# Newark, DE station construction to begin



## AmtrakBlue (May 31, 2018)

http://www.newarkpostonline.com/news/work-set-to-begin-on-new-newark-train-station/article_9f430191-afd4-5954-b260-36ad39bb1286.html


----------



## jis (May 31, 2018)

Considering that this is slated to become a transfer station between MARC and SEPTA, this is an even more important project than one would initially imagine.


----------



## cpotisch (May 31, 2018)

jis said:


> Considering that this is slated to become a transfer station between MARC and SEPTA, this is an even more important project than one would initially imagine.


Why does MARC need this new station built in order to get Newark? I didn't see anything in the article about adding tracks or capacity, so what's so special here? Whatever be the case, I'm pretty excited to be able to take commuter rail all the way to D.C. In fact, it'll be possible to get all the way to Fredericksburg by commuter rail.


----------



## jis (May 31, 2018)

Who said anything about MARC needing a complete new station to be built?

The obstacles to MARC coming to Newark DE is completion of more complete high level platforms on both sides of the ROW and the fact that MARC wants Delaware to cover the operating cost in Delaware, and Delaware not being quite sure if they want to find the money for that yet. These issues will possibly take longer to resolve than for the new station building to be built, which was going to happen anyway, MARC or not. Of course the platform issue is somewhat tied with the new station construction too.


----------



## neroden (Jun 8, 2018)

Finally getting high-level platforms and ADA access is a big deal, and they are actually cleaning up the track layout (getting freight out of the way) which should provide some more throughput.


----------



## AmtrakBlue (Jun 8, 2018)

neroden said:


> Finally getting high-level platforms and ADA access is a big deal, and they are actually cleaning up the track layout (getting freight out of the way) which should provide some more throughput.


It already has a high level platform for SEPTA.Not sure this station will be used for Amtrak, at least not until they install a platform between the tracks (I think that’s on the agenda).


----------



## jis (Jun 8, 2018)

AmtrakBlue said:


> neroden said:
> 
> 
> > Finally getting high-level platforms and ADA access is a big deal, and they are actually cleaning up the track layout (getting freight out of the way) which should provide some more throughput.
> ...


Newark DE is already served by Amtrak.
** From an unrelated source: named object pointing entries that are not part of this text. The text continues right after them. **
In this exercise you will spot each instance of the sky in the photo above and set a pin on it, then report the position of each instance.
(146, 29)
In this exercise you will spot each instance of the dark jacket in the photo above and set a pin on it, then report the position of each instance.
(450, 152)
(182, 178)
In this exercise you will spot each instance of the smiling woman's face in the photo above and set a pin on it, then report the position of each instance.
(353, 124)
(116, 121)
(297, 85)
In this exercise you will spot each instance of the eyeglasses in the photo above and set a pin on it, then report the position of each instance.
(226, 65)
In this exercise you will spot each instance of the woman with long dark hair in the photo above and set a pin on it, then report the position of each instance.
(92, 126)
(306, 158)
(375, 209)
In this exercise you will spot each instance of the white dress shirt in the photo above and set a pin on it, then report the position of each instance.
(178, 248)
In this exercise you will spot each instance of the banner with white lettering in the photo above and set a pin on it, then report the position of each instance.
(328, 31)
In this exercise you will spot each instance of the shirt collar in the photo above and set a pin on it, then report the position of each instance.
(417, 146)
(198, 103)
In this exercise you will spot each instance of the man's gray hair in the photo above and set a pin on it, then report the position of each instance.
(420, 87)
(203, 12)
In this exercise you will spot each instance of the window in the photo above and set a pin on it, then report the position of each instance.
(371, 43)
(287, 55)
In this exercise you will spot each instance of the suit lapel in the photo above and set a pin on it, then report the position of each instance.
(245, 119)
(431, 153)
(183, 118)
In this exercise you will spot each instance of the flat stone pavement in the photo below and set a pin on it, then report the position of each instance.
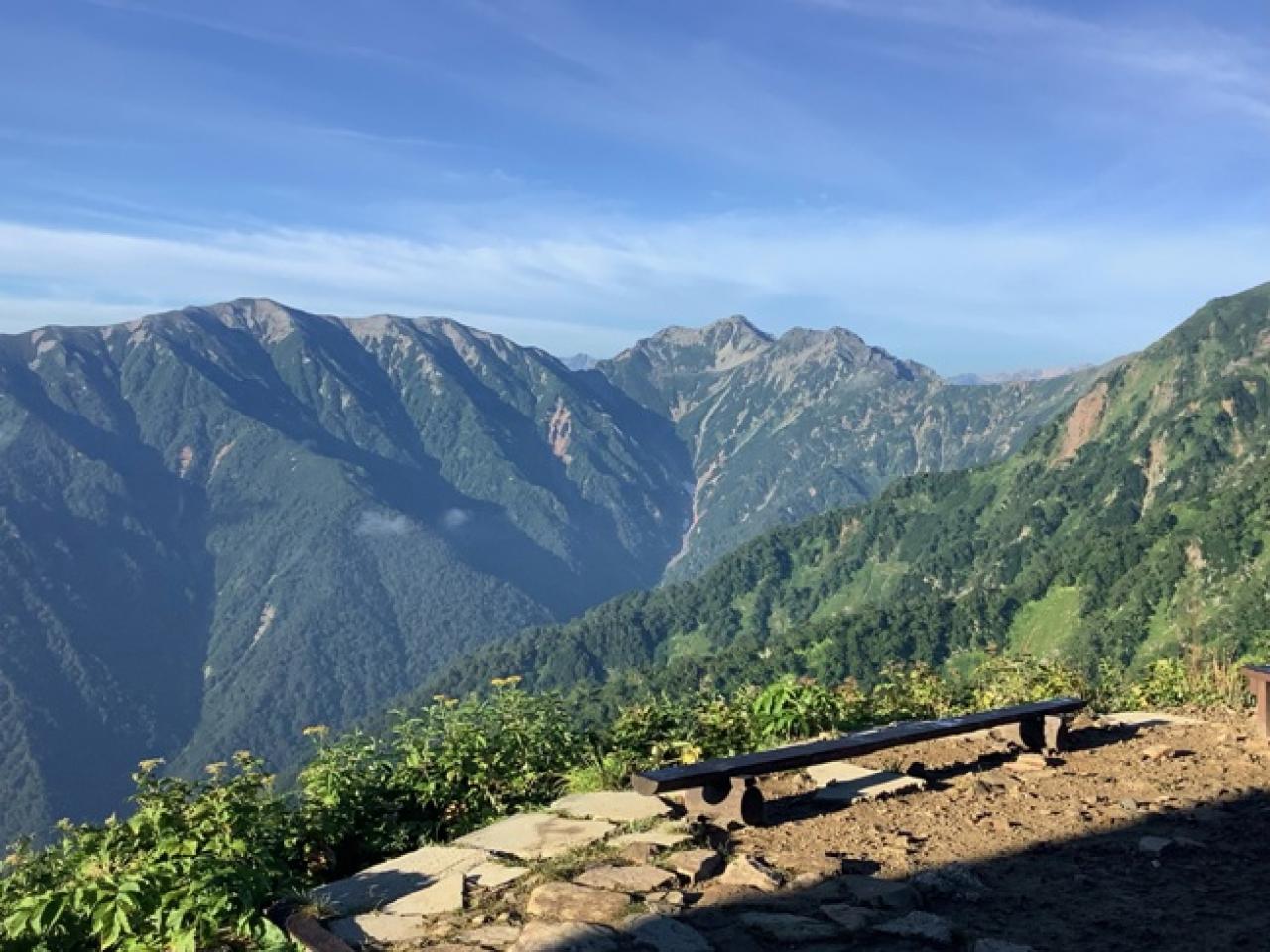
(676, 895)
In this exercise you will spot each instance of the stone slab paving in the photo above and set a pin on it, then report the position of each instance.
(627, 879)
(492, 875)
(495, 936)
(566, 937)
(445, 895)
(395, 879)
(379, 928)
(662, 933)
(844, 782)
(666, 835)
(1144, 719)
(536, 835)
(616, 806)
(568, 901)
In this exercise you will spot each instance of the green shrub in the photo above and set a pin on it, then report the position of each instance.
(461, 763)
(1002, 680)
(915, 690)
(190, 869)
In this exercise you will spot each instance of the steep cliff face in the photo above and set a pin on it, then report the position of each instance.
(781, 428)
(1132, 527)
(223, 524)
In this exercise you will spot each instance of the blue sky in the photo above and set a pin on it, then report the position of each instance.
(978, 184)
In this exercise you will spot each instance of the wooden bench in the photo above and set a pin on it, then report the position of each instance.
(1259, 683)
(725, 788)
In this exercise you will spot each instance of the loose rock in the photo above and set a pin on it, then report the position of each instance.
(920, 925)
(610, 805)
(998, 946)
(881, 893)
(749, 871)
(849, 919)
(789, 929)
(1155, 846)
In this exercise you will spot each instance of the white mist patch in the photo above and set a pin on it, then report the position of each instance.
(454, 518)
(382, 525)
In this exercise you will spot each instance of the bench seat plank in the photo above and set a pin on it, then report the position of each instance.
(793, 757)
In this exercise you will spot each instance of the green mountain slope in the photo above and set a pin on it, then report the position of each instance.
(221, 525)
(784, 428)
(1132, 526)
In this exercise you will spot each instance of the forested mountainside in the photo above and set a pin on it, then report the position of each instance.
(221, 525)
(781, 428)
(1128, 529)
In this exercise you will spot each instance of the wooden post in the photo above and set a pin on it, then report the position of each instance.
(1259, 682)
(738, 801)
(1040, 734)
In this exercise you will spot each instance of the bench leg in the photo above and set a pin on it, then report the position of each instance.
(1261, 689)
(1039, 734)
(737, 801)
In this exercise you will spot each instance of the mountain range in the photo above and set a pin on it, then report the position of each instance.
(1132, 527)
(223, 524)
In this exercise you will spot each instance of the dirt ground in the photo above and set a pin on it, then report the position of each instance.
(1061, 848)
(1139, 837)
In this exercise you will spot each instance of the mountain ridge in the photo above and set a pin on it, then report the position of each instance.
(1130, 527)
(222, 524)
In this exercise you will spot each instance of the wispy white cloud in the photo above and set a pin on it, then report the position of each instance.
(975, 296)
(1210, 64)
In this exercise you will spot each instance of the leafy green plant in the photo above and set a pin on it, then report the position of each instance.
(460, 763)
(191, 869)
(795, 708)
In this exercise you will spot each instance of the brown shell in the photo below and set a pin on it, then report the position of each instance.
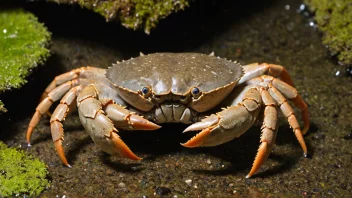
(174, 72)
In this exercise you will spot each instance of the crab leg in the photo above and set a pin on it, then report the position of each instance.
(289, 113)
(101, 128)
(124, 119)
(292, 94)
(46, 103)
(59, 115)
(68, 76)
(255, 70)
(227, 124)
(269, 131)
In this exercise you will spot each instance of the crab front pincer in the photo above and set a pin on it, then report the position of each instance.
(219, 97)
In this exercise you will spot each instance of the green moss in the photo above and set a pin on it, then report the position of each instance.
(133, 14)
(22, 46)
(334, 18)
(20, 173)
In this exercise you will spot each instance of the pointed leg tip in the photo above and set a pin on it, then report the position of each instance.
(141, 123)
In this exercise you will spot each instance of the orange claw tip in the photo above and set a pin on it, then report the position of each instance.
(197, 140)
(141, 123)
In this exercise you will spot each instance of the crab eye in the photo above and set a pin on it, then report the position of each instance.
(195, 92)
(146, 91)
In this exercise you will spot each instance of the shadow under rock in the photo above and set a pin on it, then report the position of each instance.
(120, 166)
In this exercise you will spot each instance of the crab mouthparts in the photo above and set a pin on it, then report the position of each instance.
(173, 112)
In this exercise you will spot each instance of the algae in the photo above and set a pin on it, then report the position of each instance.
(334, 19)
(22, 46)
(133, 14)
(20, 173)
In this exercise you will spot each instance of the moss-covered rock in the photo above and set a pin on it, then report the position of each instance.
(334, 19)
(22, 46)
(133, 14)
(20, 173)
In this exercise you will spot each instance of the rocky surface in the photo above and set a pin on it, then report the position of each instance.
(269, 32)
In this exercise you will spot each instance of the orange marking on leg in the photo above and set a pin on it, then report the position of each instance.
(60, 152)
(298, 101)
(259, 159)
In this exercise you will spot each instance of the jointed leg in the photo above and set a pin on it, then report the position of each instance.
(289, 114)
(46, 103)
(71, 75)
(291, 93)
(255, 70)
(227, 124)
(101, 128)
(59, 115)
(269, 131)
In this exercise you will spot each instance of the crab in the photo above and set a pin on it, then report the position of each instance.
(218, 97)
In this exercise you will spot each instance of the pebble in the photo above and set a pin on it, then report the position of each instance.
(189, 182)
(121, 185)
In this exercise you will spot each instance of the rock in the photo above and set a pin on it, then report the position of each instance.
(334, 20)
(22, 47)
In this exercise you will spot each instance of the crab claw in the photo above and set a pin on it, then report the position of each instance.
(206, 125)
(140, 123)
Has been for a long long time. Are they planning to discontinue that?


----------



## cpotisch (Jun 8, 2018)

redacted


----------



## AmtrakBlue (Jun 8, 2018)

jis said:


> AmtrakBlue said:
> 
> 
> > neroden said:
> ...


They don’t use the track next to the current platform on that side (northbound). As far as I know the pax have to cross over track 1 for north/east bound Amtrak trains.


----------



## jis (Jun 8, 2018)

But the station is served. Are you saying that they plan to stop serving it pending construction of high platform between the tracks? I am just trying to figure out exactly what is being communicated.


----------



## AmtrakBlue (Jun 8, 2018)

jis said:


> But the station is served. Are you saying that they plan to stop serving it pending construction of high platform between the tracks? I am just trying to figure out exactly what is being communicated.


Trying to convey that Amtrak doesn’t currently use the high platform where the new station is being built because the pax have to cross track 1 to board on that side. The other side, next to the original station, is just asphalt - no high platform.


----------



## jis (Jun 8, 2018)

But isn't the overall plan for Newark DE station to construct a high platform on the other side to? or did I misunderstand?
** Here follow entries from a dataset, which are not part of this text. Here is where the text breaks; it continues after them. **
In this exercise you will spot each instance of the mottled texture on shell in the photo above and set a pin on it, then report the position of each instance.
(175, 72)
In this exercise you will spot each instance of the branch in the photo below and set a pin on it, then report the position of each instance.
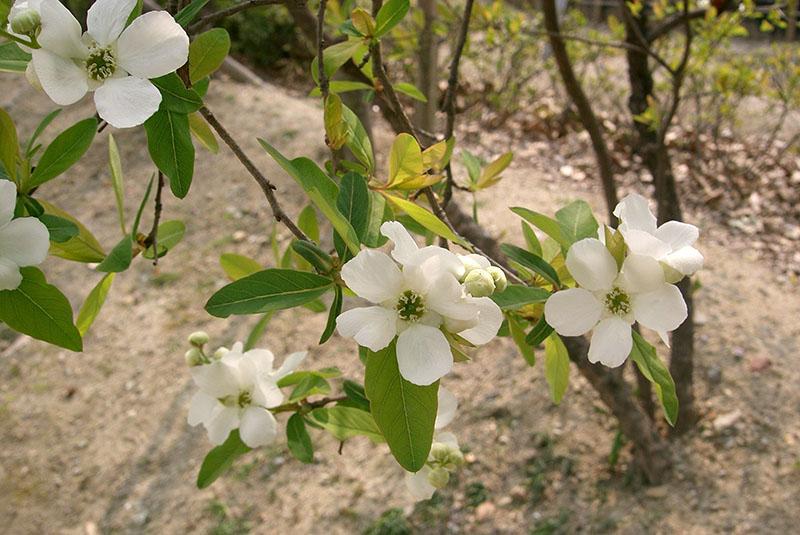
(263, 182)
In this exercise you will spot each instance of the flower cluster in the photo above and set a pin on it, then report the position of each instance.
(611, 297)
(237, 389)
(113, 60)
(418, 295)
(23, 241)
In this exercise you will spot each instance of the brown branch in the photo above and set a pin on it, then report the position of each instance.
(266, 186)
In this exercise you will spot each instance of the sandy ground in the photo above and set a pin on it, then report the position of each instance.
(98, 442)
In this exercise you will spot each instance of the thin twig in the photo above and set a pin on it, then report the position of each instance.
(263, 182)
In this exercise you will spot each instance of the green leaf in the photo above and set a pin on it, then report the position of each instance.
(577, 222)
(298, 440)
(220, 459)
(346, 422)
(9, 144)
(644, 355)
(40, 310)
(556, 366)
(271, 289)
(404, 412)
(207, 53)
(93, 303)
(60, 229)
(517, 296)
(531, 261)
(120, 257)
(169, 142)
(66, 149)
(322, 191)
(389, 16)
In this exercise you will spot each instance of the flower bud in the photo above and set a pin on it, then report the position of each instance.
(26, 22)
(194, 357)
(438, 478)
(198, 339)
(479, 283)
(499, 277)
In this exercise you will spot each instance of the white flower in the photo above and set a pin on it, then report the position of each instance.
(23, 241)
(113, 61)
(444, 444)
(413, 300)
(236, 391)
(609, 302)
(671, 243)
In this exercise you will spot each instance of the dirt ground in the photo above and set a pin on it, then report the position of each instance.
(98, 442)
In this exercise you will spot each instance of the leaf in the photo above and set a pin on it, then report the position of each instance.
(531, 261)
(9, 144)
(556, 366)
(644, 355)
(322, 191)
(298, 440)
(404, 412)
(66, 149)
(426, 219)
(347, 422)
(517, 296)
(40, 310)
(389, 16)
(577, 221)
(271, 289)
(93, 303)
(207, 53)
(220, 459)
(175, 96)
(170, 145)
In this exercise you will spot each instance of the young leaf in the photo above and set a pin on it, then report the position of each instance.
(220, 459)
(66, 149)
(271, 289)
(556, 366)
(404, 412)
(40, 310)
Incidentally there are only two trains a day at most in each direction that calls at Newark DE, so it is not essential to have all tracks have a platform on them. With the track realignment, it should be possible for eastbound Amtraks to use the current platform I thought. But I may be wrong of course.


----------



## AmtrakBlue (Jun 8, 2018)

jis said:


> But isn't the overall plan for Newark DE station to construct a high platform on the other side to? or did I misunderstand?
> 
> Incidentally there are only two trains a day at most in each direction that calls at Newark DE, so it is not essential to have all tracks have a platform on them. With the track realignment, it should be possible for eastbound Amtraks to use the current platform I thought. But I may be wrong of course.


I don’t remember which is why I mention “until”. I thought the platform was going to be in the middle.


----------